The lawmakers have serious reservation about impunity, the failure to punish perpetrators for their crimes, is a significant human rights problem. Impunity erodes the rule of law, leaving victims without any appropriate relief and diminishing the deterrent force of accountability.
According to the law, the US State Department must vet any foreign military unit to ensure it has a clean human rights record before it can receive US assistance. The vetting process covers official history of abuse and independent reporting by legitimate NGOs. If a unit, or individual member of a unit, is suspected of committing gross violations, assistance cannot be provided until the recipient government addresses the abuses. This could take a variety of forms, including a legitimate investigation of the violations, disciplinary action, or prosecution.
Upon allegation, made by a well-respected nongovernmental organization (NGO), consists of the vague statements of a handful of undisclosed sources. As a Leahy practitioner working in a US embassy or military headquarters are tasked with deciding whether a recent allegation of a gross violation of human rights is sufficient to Leahy bar the security force unit that supposedly committed it. In order to implement this law, U.S. embassies, the Bureau of Democracy, Human Rights, and Labour, and the appropriate regional bureau of the US Department of State vet potential recipients of security assistance. Based on the steps taken by the foreign government to bring the responsible members of the unit to justice, assistance to a unit may resume if the Secretary of State determines and reports to Congress that the government is taking effective steps to bring the responsible members of the unit to justice, in accordance with the State Leahy law.

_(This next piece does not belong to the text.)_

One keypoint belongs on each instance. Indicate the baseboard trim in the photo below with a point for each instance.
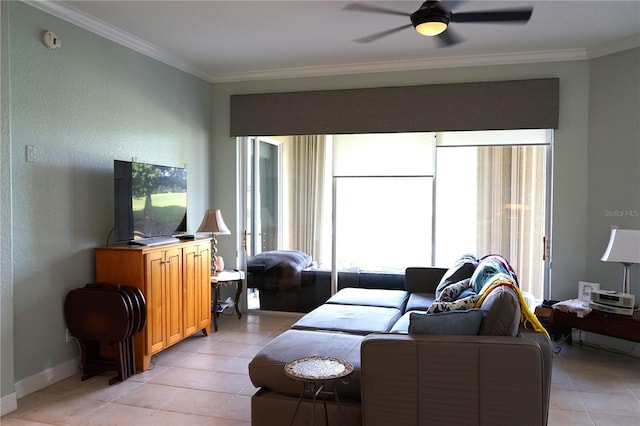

US government may revoke the sanctions and revive assistance if the government of that “is taking effective steps to bring the responsible members of the security forces unit to justice,” according to the law, Section 620M of the Foreign Assistance Act of 1961. Meanwhile, the United States can continue to provide assistance to other security force units in that country that have not been implicated in gross human rights violations.

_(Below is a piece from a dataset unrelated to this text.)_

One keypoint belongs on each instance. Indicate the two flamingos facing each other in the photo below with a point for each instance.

Moreover, the law has been amended and a new requirement for the delivery of foreign assistance, the Leahy Amendment involved intense negotiation with foreign governmental agencies to establish formal agreements with each foreign government stipulating how they would meet the requirements of the Leahy Law, called end use monitoring.
Last year, US has proposed to the Bangladesh government for signing an agreement on using the funds it is likely to receive for its security forces under the Leahy Law of that country. The Bangladesh government will require issuing guarantee, under the proposed agreement, if signed, that the funds received for its security forces will not be used by those security forces responsible for gross violation of human rights.
Leahy has achieved a surprising level of success toward its two key goals: Preventing disbursement of US military assistance to human rights abusers in foreign security forces and encouraging investigations and prosecutions of human rights abusers in foreign security forces. Leahy’s combination of security assistance restrictions and accountability mechanisms has produced positive human rights results. Bangladesh government has taken the issue very seriously and already taken action to improve human rights situation and also is negotiating with the US government to withdraw the sanctions.